Here, on Saturday night, I observed, in their natural environment, the cultural phenomenon known as the Cougars. They do indeed exist, but unlike their mammalian namesakes, these hunt in packs. Everywhere it seemed were lined or Botox-frozen, heavily made-up faces atop bodies that knew their way around the inside of a gym (in such a high-stakes game as this, nobody was banking on being loved for their sparkly personality). The scene reminded me a bit of crocodiles gearing up for the Great Migration and, as is my reaction to those harrowing scenes, I was tempted to shout at the men whose beer goggles had got the better of them “Don’t drink at the watering hole!”

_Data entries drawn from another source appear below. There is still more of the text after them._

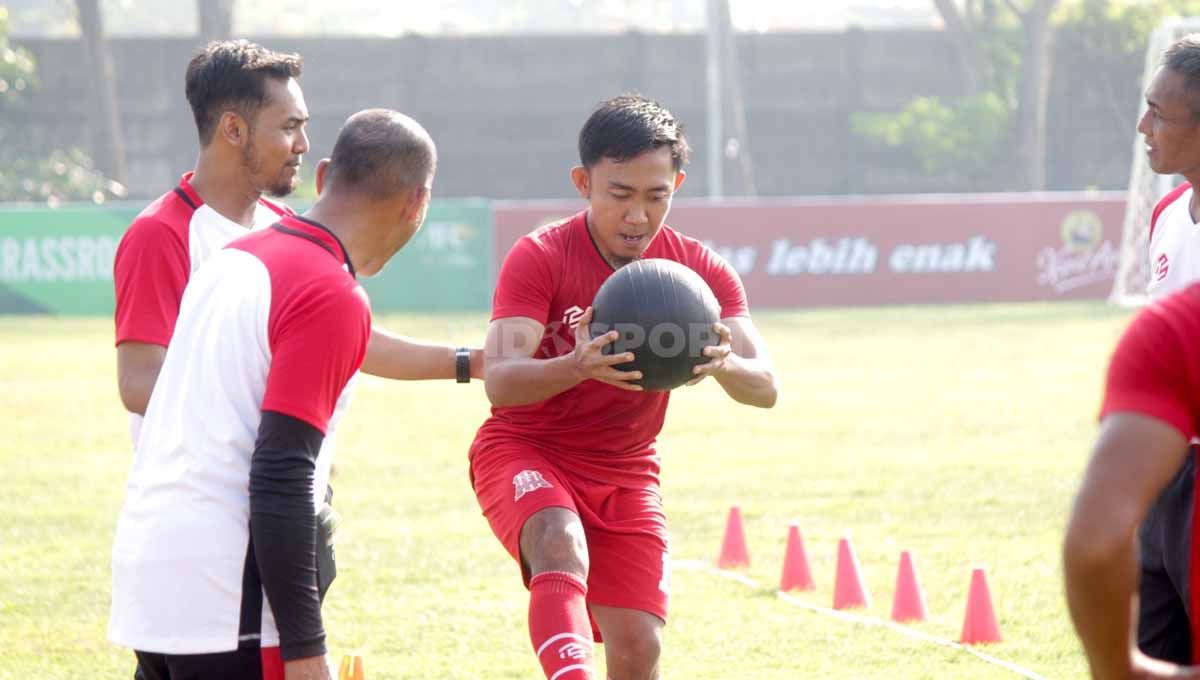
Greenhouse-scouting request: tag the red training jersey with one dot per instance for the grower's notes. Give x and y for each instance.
(1156, 372)
(159, 252)
(552, 276)
(1156, 367)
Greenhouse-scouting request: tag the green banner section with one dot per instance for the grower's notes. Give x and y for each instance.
(59, 260)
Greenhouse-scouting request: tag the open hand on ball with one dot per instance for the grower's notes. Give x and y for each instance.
(591, 362)
(717, 353)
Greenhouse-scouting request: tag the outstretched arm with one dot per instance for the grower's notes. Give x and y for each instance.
(406, 359)
(137, 369)
(515, 378)
(1133, 459)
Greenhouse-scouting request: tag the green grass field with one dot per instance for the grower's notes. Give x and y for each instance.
(958, 433)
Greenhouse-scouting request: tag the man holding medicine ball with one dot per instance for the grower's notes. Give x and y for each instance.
(565, 468)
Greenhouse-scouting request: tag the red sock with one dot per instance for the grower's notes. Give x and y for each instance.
(558, 625)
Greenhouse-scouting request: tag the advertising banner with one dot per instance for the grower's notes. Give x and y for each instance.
(60, 260)
(893, 251)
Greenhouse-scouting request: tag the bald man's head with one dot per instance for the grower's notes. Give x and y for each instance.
(381, 152)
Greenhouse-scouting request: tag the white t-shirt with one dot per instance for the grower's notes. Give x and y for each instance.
(1174, 245)
(274, 322)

Sunday was a day of cultural enrichment, and detox. A few days ago I stumbled upon a street near my flat lined with tiny shopfront shrines. Incense wafts from the darkly mysterious interiors, where the shrine-watchers stoically watched me pass. Then yesterday an old woman sitting within smiled through her few remaining teeth and waved. I made the universal hand signal for ‘me-come-there?’ She returned with a ‘sure-thing-come-on-inside-and-have-a-look-around’ gesture. Or she was fanning herself in the heat.

In any event we went inside. Large coils of incense dangle from the ceiling, dropping their live ash on the floor, the shrines, our shoulders, every so often. One wall was lined with small ceramic figures, maybe incarnations of a god - as one might expect in a shrine up a back alley in Hong Kong where no one speaks English, no informational cards or headsets were available. The large shrine at the very back of the darkened room was fearsome, swathed in silk embroidered robes, with the daily offerings of oranges, paper burnt offerings and glutinous rice packets humbly perched at his feet. And on the other were wood block cuts of Chinese texts, maybe the story about who the gods are and why they’re so fierce (and like oranges).

It was a wonderful weekend, really something I’ll remember, and smile about, always. One might even say it was very nice, as the English are wont to do.

I’m contemplating Joy Ocean for the cruel-to-be-kind ministrations of the tiny Chinese sadist, though I’ll warn her to go easy on my liver meridian. Any more strain on that front and I’ll end up on the transplant list in a Chinese hospital.